TOPLUMDA ÇOCUK DEDİĞİN NEDİR?
Bu yazımızda ailelerin en değerli varlıkları olan hatta bulundukları toplumun geleceği ve sürdürülebilirliği için büyük bir öneme sahip olan çocuklardan ve onların rollerinden bahsedeceğiz.
TOPLUMDA ÇOCUĞA VERİLEN ÖNEM NASIL DEĞİŞİM GÖSTERMİŞTİR?
Geleneksel Türk toplumunda çocuksuz ev düşünülemez. Evlilik çocuk sahibi olmakla eşdeğer görülür. Hatta çocuk sahibi olmamak evin bir eksikliği olarak söz edilir ve bu durumun sorumlusu kadın olarak görülebilir. Bu eksikliği gidermek için aileler koca karı ilaçları, türbe ziyaretleri vb. gibi tüm yollara başvurur. Ayrıca erkek çocuğa sahip olmak ayrıcalık ve zorunluluk olarak görülmektedir. Eğer çocuk kız olursa bunun sorumlusu da kadındır. Bu anlayıştan ötürü çocuğun erkek olması için de koca karı ilaçları, türbe ziyaretleri, adaklar vb. gibi yöntemlere başvururlar.

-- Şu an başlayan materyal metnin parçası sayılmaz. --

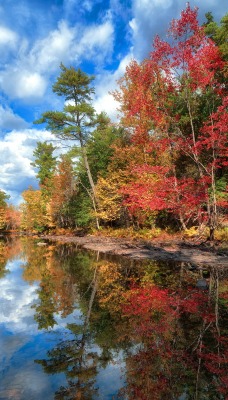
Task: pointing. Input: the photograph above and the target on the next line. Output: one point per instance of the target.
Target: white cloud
(106, 83)
(27, 79)
(16, 155)
(7, 37)
(96, 38)
(47, 54)
(19, 83)
(9, 120)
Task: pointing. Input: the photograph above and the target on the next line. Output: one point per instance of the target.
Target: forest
(161, 166)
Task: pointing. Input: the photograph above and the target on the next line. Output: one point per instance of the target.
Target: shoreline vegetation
(164, 247)
(162, 167)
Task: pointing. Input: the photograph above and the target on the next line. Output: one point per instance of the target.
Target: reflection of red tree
(177, 344)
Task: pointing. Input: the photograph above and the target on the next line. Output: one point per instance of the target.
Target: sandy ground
(175, 250)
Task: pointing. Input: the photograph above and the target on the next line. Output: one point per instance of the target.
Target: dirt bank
(175, 250)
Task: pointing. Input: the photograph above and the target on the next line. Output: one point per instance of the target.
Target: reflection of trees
(179, 343)
(173, 334)
(9, 249)
(56, 286)
(75, 358)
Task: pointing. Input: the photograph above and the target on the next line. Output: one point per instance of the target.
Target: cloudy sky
(99, 36)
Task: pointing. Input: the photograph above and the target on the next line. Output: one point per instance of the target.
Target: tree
(34, 212)
(3, 208)
(45, 162)
(166, 103)
(77, 119)
(62, 193)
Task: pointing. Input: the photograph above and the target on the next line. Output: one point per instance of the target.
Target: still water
(78, 325)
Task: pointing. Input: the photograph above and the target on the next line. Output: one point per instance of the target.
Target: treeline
(164, 164)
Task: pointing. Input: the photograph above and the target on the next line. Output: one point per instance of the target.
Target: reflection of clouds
(16, 298)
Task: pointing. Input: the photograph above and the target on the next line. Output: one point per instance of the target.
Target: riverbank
(175, 249)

Gebelikte sağlıklı çocuğa sahip olmak, çocuğun büyüme ve gelişimi ile ilgili sorunlar için doktorlardan önce “geleneksel önlemler ve yöntemler” tercih edilir. Örneğin konuşmasında gecikme olan bir çocuğa muska yazdırılır. Tıbbi yollar sonraki çare olarak görülebilir. Çocuğu nazardan koruyucu tedbirler de alınır. Çocuk doğduktan sonra “Çocuk görme” ziyaretlerine gidilir. Anne ve çocuk için hediyeler alınır. Geleneksel Türk toplumunda çocuklar sevilir, öpülür, korunur; çocuklara ninni okunur. Büyüklerin yanında anne babaların çocuklarını sevmesi ayıplanır. Çocukları yalnız anne-baba değil tüm köy yetişkinlerinin terbiye etme hakkı vardır. Yaramaz çocuklar babayla, cinlerle, doktor ve polisle korkutulur. Geleneksel Türk toplumunda çocuklar çoğunlukla korkutularak, sindirilerek büyütülür; çocukların merakları ve özgür davranışları engellenir. Uslu, söz dinler olmaları girişken olmalarından önde tutulur.

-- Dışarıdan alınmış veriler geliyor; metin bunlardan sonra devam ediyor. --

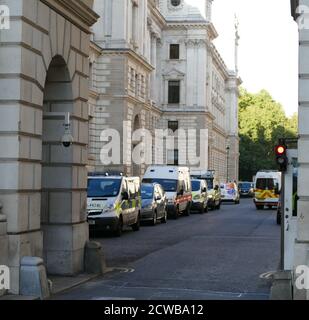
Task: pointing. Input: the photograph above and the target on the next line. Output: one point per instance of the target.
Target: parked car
(154, 203)
(214, 198)
(177, 184)
(246, 189)
(279, 211)
(113, 202)
(230, 193)
(266, 184)
(214, 192)
(199, 195)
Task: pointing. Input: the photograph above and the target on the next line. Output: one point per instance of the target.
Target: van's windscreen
(196, 185)
(147, 192)
(266, 183)
(103, 187)
(210, 183)
(167, 184)
(245, 185)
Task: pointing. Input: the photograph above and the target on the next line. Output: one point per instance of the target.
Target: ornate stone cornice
(132, 54)
(79, 12)
(195, 42)
(175, 8)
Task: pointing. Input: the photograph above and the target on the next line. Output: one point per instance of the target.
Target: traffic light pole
(282, 197)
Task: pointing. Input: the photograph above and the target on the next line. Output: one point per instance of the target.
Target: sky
(268, 51)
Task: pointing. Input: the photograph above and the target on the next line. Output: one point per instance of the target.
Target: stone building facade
(159, 69)
(44, 69)
(301, 252)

Kız çocuklarının erken yaşta (10-12 yaş) yaşıtları erkek çocuklar gibi sokakta oynaması, okula gitmesi hoş karşılanmaz; evde oturması istenir. Hatta kız çocukları, temel eğitime gönderilmez veya eğitimi bitmeden okuldan alınabilirken küçük çocuklar ve özellikle erkek çocuklar üzerinde denetim zayıftır. Fark edildiği üzere Geleneksel Türk toplumunda çocuklar arasında bile cinsiyet ayrımcılığı söz konusudur.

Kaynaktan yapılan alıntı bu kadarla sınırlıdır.